S’il est exact que des tensions diplomatiques ont surgi entre l’Algérie et la France, il n’en demeure pas moins que les relations diplomatiques entre les deux pays sont fluctuantes et restent évolutives, circonstance empêchant de considérer à ce stade de la première prolongation de la rétention administrative, alors que la durée légale maximum de la mesure est de trois mois, qu’il n’existe pas de perspectives raisonnables d’éloignement, les relations diplomatiques avec l’Algérie pouvant reprendre à tout moment.
L’ordonnance doit en conséquence être confirmée en totalité.
PAR CES MOTIFS
Statuant publiquement, par ordonnance réputée contradictoire en dernier ressort, après débats en audience publique,
En la forme,
— Déclarons l’appel recevable,
Au fond,
— Confirmons l’ordonnance du magistrat désigné pour le contrôle des mesures d’éloignement et de rétention en date du 22 Juillet 2025.
Les parties sont avisées qu’elles peuvent se pourvoir en cassation contre cette ordonnance dans un délai de 2 mois à compter de cette notification, le pourvoi devant être formé par déclaration au greffe de la Cour de cassation, signé par un avocat au conseil d’Etat ou de la Cour de cassation.
Le greffier Le président
Reçu et pris connaissance le :
Monsieur [N] [V] [J]
Assisté d’un interprète
COUR D’APPEL D’AIX-EN-PROVENCE
Chambre 1-11, Rétentions Administratives
[Adresse 7]
Téléphone : [XXXXXXXX02] – [XXXXXXXX03] – [XXXXXXXX01]
Courriel : [Courriel 5]
Aix-en-Provence, le 23 Juillet 2025
À
— PREFECTURE DES ALPES MARITIMES
— Monsieur le directeur du centre de rétention administrative de [Localité 6]

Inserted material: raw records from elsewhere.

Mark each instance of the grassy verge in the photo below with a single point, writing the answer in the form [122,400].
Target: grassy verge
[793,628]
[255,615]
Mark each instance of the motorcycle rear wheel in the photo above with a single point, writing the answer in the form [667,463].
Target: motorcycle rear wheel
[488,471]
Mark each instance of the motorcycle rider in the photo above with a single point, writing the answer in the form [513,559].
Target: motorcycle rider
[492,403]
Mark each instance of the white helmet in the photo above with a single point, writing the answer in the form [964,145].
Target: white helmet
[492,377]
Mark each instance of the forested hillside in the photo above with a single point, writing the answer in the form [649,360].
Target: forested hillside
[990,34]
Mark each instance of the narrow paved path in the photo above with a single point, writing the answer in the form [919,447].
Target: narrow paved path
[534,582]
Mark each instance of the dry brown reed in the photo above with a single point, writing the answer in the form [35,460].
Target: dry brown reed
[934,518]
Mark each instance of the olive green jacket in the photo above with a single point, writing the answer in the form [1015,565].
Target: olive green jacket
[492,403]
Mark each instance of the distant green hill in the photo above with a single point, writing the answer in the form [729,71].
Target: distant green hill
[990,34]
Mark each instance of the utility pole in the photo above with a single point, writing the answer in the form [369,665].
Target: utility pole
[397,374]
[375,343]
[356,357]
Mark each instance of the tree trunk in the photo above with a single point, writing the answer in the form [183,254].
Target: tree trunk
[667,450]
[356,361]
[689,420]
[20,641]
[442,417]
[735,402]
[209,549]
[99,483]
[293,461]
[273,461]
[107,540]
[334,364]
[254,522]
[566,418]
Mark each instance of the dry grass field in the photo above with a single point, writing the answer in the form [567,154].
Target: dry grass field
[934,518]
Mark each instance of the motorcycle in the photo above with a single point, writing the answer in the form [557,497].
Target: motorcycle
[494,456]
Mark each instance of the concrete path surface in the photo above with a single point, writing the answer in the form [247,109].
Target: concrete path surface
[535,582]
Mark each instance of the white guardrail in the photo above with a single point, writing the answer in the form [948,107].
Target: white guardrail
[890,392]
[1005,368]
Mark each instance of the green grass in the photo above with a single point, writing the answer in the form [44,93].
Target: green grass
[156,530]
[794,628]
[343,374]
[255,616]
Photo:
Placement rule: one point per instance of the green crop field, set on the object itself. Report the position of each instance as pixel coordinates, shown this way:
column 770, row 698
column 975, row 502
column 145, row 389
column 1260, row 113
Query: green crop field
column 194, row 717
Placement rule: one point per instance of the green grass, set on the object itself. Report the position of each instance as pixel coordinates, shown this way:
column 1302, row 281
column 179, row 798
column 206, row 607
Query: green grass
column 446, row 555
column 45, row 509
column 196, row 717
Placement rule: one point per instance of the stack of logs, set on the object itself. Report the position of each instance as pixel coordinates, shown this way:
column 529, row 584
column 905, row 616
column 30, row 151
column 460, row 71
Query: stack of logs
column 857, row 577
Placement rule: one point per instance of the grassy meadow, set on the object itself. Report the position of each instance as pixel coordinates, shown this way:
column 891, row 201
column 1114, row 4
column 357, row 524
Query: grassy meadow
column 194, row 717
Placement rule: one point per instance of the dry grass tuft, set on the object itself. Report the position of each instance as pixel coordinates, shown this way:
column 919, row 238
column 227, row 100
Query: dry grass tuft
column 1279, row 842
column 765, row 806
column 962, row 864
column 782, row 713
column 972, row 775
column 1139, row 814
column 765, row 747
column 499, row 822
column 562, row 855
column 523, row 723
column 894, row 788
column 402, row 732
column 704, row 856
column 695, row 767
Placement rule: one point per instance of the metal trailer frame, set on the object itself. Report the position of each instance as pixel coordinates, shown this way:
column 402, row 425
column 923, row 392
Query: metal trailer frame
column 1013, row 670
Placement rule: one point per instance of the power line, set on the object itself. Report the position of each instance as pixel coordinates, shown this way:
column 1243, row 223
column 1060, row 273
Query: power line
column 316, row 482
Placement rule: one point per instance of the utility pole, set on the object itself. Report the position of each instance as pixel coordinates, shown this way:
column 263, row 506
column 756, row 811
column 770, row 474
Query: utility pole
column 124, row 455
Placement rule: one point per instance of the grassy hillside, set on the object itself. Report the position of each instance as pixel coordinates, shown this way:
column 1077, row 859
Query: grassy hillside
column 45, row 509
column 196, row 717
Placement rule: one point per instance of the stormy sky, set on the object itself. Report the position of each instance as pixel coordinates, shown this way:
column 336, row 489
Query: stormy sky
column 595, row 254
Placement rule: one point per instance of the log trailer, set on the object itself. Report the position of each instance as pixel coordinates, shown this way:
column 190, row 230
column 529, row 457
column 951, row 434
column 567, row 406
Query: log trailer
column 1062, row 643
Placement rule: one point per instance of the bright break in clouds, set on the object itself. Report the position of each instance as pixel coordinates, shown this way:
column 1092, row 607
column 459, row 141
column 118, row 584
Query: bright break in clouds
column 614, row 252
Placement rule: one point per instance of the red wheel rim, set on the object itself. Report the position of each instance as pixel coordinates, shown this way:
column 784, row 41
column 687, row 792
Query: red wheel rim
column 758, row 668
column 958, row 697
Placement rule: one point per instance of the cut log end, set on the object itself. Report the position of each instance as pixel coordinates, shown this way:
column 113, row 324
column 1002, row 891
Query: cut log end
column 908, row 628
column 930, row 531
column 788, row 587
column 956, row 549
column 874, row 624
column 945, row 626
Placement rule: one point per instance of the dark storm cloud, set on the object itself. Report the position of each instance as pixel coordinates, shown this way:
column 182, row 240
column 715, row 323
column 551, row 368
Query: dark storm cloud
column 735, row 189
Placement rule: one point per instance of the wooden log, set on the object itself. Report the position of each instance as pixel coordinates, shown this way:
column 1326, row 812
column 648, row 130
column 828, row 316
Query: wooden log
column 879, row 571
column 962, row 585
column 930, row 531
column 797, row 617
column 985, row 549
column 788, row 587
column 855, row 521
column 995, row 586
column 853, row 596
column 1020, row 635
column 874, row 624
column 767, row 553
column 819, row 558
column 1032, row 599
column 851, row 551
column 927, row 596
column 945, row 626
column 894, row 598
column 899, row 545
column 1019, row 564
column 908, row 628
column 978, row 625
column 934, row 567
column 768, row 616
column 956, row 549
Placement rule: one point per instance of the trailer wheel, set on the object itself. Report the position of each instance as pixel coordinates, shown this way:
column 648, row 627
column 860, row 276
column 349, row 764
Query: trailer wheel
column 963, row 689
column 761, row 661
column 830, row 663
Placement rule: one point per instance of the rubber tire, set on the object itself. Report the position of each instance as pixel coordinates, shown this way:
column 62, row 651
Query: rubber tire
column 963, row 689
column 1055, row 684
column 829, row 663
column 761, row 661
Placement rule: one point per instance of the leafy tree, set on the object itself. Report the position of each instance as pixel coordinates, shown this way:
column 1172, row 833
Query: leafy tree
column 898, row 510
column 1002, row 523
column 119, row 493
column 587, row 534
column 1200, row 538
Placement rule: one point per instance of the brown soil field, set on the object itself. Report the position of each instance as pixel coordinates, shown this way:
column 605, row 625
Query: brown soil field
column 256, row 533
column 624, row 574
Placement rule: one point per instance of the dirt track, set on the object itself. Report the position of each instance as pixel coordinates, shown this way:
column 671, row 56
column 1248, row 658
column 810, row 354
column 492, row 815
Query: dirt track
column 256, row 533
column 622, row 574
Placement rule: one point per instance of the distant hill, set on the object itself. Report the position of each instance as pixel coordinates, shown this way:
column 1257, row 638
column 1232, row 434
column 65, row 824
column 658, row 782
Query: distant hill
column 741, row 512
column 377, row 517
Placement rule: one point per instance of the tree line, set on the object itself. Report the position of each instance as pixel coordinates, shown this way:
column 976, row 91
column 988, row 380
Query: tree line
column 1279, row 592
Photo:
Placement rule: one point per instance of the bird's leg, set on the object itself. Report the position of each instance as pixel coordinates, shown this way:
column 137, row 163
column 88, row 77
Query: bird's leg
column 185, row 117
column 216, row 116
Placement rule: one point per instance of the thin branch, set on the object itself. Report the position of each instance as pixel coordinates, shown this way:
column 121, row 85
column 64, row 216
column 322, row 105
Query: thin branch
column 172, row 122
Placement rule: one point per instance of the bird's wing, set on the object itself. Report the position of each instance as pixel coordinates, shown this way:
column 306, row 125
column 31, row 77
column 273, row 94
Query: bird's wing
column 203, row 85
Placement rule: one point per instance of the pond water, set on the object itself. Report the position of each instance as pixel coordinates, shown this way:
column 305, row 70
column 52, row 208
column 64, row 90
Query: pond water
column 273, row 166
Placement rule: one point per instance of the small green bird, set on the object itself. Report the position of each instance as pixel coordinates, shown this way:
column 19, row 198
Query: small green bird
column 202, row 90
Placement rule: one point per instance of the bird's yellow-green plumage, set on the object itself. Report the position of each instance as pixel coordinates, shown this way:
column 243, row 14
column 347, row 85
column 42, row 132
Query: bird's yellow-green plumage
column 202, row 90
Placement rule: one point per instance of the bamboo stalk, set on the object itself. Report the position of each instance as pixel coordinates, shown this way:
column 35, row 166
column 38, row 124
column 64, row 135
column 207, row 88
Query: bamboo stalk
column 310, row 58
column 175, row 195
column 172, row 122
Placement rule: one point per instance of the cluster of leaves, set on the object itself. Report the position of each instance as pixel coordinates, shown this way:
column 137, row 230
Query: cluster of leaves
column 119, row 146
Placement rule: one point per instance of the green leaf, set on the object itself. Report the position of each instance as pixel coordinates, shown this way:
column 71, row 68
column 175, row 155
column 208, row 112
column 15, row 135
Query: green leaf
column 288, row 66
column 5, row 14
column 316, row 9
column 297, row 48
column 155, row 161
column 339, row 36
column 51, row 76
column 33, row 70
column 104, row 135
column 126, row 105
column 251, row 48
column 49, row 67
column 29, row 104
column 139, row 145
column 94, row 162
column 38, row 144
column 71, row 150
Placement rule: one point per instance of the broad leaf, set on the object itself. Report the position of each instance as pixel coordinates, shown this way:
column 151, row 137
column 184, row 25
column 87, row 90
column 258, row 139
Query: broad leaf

— Monsieur le procureur général
— Monsieur le greffier du Magistrat du siège du tribunal judiciaire chargé du contrôle des mesures privatives et restrictives de libertés de MARSEILLE
— Maître Paola MARTINS
NOTIFICATION D’UNE ORDONNANCE
J’ai l’honneur de vous notifier l’ordonnance ci-jointe rendue le 23 Juillet 2025, suite à l’appel interjeté par :
Monsieur [N] [V] [J]
né le 06 Mai 1996 à [Localité 4] (99)
de nationalité Algérienne
Je vous remercie de m’accuser réception du présent envoi.
Le greffier,
VOIE DE RECOURS
Nous prions Monsieur le directeur du centre de rétention administrative de bien vouloir indiquer au retenu qu’il peut se pourvoir en cassation contre cette ordonnance dans un délai de 2 mois à compter de cette notification, le pourvoi devant être formé par déclaration au greffe de la Cour de cassation.